Press Room

Intervoice To Recess Today’s Annual Shareholders’ Meeting

Meeting to be recessed due to merger agreement with Convergys

DALLAS - July 16, 2008 - Intervoice, Inc. (NASDAQ: INTV) announced today that it intends to convene and then immediately recess its 2008 annual meeting of shareholders in light of the Company's entering into an Agreement and Plan of Merger with Convergys Corporation (NYSE: CVG).  The Company's Board of Directors believes it is in the best interest of shareholders to recess the meeting to permit the Company's shareholders to take into account the proposed Convergys transaction prior to voting on the election of the Company's directors.  No action regarding the transaction itself is expected at the reconvened meeting, and only the election of directors and the ratification of the Company's independent registered public accounting firm will be addressed.

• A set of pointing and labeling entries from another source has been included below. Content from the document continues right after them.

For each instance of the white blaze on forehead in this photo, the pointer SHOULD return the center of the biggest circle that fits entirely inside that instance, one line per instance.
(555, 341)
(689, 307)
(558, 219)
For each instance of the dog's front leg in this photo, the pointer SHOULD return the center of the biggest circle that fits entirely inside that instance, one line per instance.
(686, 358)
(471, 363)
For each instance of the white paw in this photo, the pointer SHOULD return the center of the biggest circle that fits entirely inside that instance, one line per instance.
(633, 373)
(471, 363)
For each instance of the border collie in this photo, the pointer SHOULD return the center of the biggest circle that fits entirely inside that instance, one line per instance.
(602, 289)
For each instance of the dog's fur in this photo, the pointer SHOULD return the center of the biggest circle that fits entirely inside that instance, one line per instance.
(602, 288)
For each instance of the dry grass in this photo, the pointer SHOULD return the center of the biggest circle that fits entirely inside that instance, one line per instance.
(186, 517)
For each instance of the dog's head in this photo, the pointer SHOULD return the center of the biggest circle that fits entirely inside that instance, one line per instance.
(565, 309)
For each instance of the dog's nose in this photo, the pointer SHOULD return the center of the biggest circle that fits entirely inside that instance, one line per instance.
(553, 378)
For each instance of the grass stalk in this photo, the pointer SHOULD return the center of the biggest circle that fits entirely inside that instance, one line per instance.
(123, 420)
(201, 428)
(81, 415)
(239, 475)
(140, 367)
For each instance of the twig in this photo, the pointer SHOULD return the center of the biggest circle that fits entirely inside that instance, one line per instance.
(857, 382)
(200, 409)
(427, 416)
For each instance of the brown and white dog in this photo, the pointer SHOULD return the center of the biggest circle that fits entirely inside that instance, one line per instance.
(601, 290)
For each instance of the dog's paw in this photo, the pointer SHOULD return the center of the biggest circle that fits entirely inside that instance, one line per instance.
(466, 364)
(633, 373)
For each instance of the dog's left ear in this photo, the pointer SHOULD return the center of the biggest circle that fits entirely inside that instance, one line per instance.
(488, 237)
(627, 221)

The 2008 annual meeting is scheduled to take place at 10:00 a.m., local time today, at the Renaissance Hotel, 900 East Lookout Drive, Richardson, Texas  75082.  The Company intends to entertain a motion to recess the annual business meeting until July 28, 2008 at 10:00 a.m., local time, to be held at the offices of Fulbright & Jaworski L.L.P., 2200 Ross Avenue, Suite 2800, Dallas, Texas 75201.  The May 30, 2008 record date for shareholders entitled to vote at the 2008 annual meeting has not been changed.


About Intervoice
Intervoice is a world leader in delivering natural, intuitive ways for people to interact, transact and communicate.  Intervoice software and professional services enable innovative voice portal, IP contact center, hosted and mobile messaging and self-service applications.  More than 5,000 customers in 80 countries have relied on Intervoice, including many of the world's leading financial and healthcare institutions, telecommunications companies, utilities, and governments.  For more information, visit www.intervoice.com.

Important Information
This press release is neither an offer to purchase nor a solicitation of an offer to sell securities.  The tender offer for the outstanding shares of Intervoice common stock described in this press release has not commenced.  At the time the expected tender offer is commenced, Convergys will file a tender offer statement on Schedule TO with the Securities and Exchange Commission, and Intervoice will file a solicitation/recommendation statement with respect to the tender offer.  Investors and Intervoice shareholders are strongly advised to read the tender offer statement (including the offer to purchase, letter of transmittal and other offer documents) and the related solicitation/recommendation statement because they will contain important information.  When available, the offer to purchase, the related letter of transmittal and certain other offer documents, as well as the solicitation/recommendation statement, will be made available to all shareholders of Intervoice at no expense to them.  These documents will also be available at no charge on the Securities and Exchange Commission's website at
www.sec.gov.

Cautionary Statement Regarding Forward-Looking Statements
Intervoice has included in this press release certain "forward-looking statements" within the meaning of the Private Securities Litigation Reform Act of 1995, and Section 27A of the Securities Act of 1933, as amended, and Section 21E of the Securities Exchange Act of 1934, as amended, concerning its business and operations that are based on management's current beliefs.  All statements other than statements of historical fact in this press release are forward-looking statements.  Readers are cautioned to read the risks and uncertainties described in the Company's filings with the Securities and Exchange Commission, including without limitation, the risks and uncertainties set forth under Item 1A "Risk Factors" in the Company's Annual Report filed on Form 10-K and Quarterly Reports filed on Form 10-Q.  There are also risks associated with the transaction with Convergys Corporation announced on July 16, 2008.  These factors include, but are not limited to, the timing and completion of an all cash tender offer for the outstanding shares of the Company; the ability to complete the tender offer and subsequent merger on the terms contemplated; the anticipated impact of the acquisition on the Company's operations and financial results and risks that the proposed transaction disrupts current plans and operations of the Company.  Further information concerning those risks will be included in the Company's filings with the Securities and Exchange Commission in response to the tender offer.  Intervoice cautions current and potential investors that such risks and uncertainties could result in material differences from the forward-looking statements in this press release, and investors should not place reliance on forward-looking statements as a prediction of future results.  We undertake no obligation to update or revise any forward-looking statement.